Das Café »Zum Hangar« am Kurt-Schumacher-Damm 42-44 ist einer der Orte, wo das alte Westberlin weiterlebt. Hier wird dienstags der halbe Liter Bier vom Fass für zwei Euro gezapft. Auf dem Gelände an der Ostspitze des Flughafens Tegel, nur 50 Meter vom Kurt-Schumacher-Damm, hat der Verein »Alliierte in Berlin e. V.« jede Menge historischer Militärtechnik, Uniformen und anderer Devotionalien zusammengetragen. »Für die nächsten fünf Jahre können wir hier bleiben«, sagt die Frau hinterm Tresen. »Aber wer weiß, ob der Flughafen überhaupt geschlossen wird.«
Stadt der Zukunft?
Die Hoffnung, die hier durchklingt, würde man an anderer Stelle eher als Skepsis bezeichnen. Sie ist unüberhörbar, besonders dann, wenn versucht wird, sie wegzureden. Es ist »kein großes Problem«, dass sich der anvisierte Schließungstermin des Airports immer wieder nach hinten verschiebt – so hübsch formulierte es Stadtentwicklungssenator Michael Müller (SPD) Ende August bei der Vorstellung des Masterplanentwurfs für die Nachnutzung des Flughafenareals. Eigentlich sollte in Tegel seit Anfang Juni schon kein Flugzeug mehr starten und landen. Weil die Eröffnung des neuen Großflughafens Schönefeld (BER) aber wegen offensichtlichen Planungschaos ein ums andere Mal verschoben wird, bleibt TXL mindestens bis Ende 2013, wahrscheinlicher 2014 in Betrieb.

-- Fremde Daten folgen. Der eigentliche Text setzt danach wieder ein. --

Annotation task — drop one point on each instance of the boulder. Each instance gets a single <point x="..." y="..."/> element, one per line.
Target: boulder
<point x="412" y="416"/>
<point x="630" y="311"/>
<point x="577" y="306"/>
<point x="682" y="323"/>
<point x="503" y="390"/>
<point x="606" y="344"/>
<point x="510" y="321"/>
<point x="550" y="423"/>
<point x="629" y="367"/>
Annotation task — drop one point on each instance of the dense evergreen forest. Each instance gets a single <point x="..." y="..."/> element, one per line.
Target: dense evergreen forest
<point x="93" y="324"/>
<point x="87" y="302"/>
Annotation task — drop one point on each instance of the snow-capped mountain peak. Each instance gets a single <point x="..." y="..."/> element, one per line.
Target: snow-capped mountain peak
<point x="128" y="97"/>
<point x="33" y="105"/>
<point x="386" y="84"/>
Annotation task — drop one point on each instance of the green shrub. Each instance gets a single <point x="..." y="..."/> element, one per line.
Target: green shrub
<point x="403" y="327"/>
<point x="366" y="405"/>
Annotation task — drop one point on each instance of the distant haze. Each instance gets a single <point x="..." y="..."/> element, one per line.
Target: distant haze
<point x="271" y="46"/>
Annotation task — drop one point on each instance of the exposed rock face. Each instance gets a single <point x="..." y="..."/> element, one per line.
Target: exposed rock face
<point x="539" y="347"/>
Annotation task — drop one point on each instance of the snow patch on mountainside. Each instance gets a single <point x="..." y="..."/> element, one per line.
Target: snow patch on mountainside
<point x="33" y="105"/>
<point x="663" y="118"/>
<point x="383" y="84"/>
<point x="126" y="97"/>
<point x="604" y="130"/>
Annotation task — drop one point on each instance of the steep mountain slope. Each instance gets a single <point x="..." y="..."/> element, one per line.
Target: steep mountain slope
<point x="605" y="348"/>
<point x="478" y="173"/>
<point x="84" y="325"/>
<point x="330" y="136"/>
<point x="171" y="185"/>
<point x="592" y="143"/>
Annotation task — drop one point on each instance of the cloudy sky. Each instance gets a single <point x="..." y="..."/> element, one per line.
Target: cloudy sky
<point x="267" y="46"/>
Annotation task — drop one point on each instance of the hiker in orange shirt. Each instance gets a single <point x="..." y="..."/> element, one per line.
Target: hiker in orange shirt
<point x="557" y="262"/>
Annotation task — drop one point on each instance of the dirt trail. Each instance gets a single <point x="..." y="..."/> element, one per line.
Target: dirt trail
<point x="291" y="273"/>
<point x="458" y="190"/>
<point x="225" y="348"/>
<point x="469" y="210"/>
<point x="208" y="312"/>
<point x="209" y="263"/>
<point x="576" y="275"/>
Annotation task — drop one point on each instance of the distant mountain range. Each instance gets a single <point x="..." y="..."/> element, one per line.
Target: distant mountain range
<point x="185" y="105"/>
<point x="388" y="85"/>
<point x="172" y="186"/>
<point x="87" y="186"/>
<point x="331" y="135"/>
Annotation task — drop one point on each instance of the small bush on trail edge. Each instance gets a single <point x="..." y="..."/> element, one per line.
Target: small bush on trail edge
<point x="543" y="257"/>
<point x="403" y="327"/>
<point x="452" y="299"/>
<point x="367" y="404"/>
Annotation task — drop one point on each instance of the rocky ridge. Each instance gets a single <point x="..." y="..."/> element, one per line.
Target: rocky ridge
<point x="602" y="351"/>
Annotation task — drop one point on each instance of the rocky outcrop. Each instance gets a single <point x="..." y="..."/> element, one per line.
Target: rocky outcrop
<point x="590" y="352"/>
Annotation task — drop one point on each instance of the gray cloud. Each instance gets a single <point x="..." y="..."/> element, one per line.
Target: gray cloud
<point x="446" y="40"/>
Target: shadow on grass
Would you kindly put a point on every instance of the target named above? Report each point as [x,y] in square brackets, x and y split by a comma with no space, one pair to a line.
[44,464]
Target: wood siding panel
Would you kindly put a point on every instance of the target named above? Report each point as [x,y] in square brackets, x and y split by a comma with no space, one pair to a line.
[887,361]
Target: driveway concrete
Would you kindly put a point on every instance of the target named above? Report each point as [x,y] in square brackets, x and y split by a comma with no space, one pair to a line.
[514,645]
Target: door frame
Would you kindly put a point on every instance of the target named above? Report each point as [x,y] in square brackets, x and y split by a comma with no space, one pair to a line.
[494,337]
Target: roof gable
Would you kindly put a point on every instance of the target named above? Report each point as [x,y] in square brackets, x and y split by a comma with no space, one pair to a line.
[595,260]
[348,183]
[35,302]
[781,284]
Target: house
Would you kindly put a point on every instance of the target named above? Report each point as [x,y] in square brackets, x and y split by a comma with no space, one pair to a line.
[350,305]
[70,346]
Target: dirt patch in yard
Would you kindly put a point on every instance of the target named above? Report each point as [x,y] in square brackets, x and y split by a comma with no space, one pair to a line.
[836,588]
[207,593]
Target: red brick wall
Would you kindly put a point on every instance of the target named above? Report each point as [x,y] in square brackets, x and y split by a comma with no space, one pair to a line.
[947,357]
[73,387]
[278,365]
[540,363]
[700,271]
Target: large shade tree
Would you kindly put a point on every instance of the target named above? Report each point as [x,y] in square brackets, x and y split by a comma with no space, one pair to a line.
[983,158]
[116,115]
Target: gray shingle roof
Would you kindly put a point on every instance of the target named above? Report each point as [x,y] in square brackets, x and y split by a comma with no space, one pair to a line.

Danach würde der Berliner Senat rund um das alte sechseckige Terminalgebäude gern moderne, forschungs- und technologieintensive Industrien ansiedeln. Auf Nachfrage wird schnell klar, dass das alles noch recht vage ist. Die bislang klarsten Ansiedlungsabsichten hat die Beuth Hochschule für Technik, die hier ein »Kompetenz-Cluster ›Stadt der Zukunft‹« etablieren will. Drumherum, so wünscht man sich, soll irgendwann das Hi-tech-Gründerleben toben. An den Rändern wünschen sich die Planer eine Mischnutzung – ein bisschen Kleingewerbe, umgeben von Wohnanlagen. Voraussichtlich im Januar wird die Landeregierung einen Beschluss zum Masterplan fassen, so Reiner Nagel, Abteilungsleiter für Stadt- und Freiraumplanung in der Senatsverwaltung für Stadtentwicklung, auf Nachfrage des MieterEcho. 2013 soll dann das Konzept Schritt für Schritt in Bebauungspläne umgesetzt werden.
Französischer Charme
Vom Café »Zum Hangar« einen guten Kilometer den Kurt-Schumacher-Damm hinunter Richtung Südwesten gelangt man zur ehemaligen Alliiertensiedlung »Cité Pasteur«. Die großzügig geplante, parkähnliche Anlage mit dreigeschossigen Mehrfamilienhäusern wurde zwischen 1952 und 1958 errichtet. 276 Wohnungen gibt es hier mit rund 600 Bewohnern. Nach dem Abzug der französischen Truppen ging die Cité Pasteur 1992-94 in den Besitz der Bundesrepublik Deutschland über. Heute ist der unmittelbare Eigentümer die 2005 gegründete Bundesanstalt für Immobilienaufgaben (BImA).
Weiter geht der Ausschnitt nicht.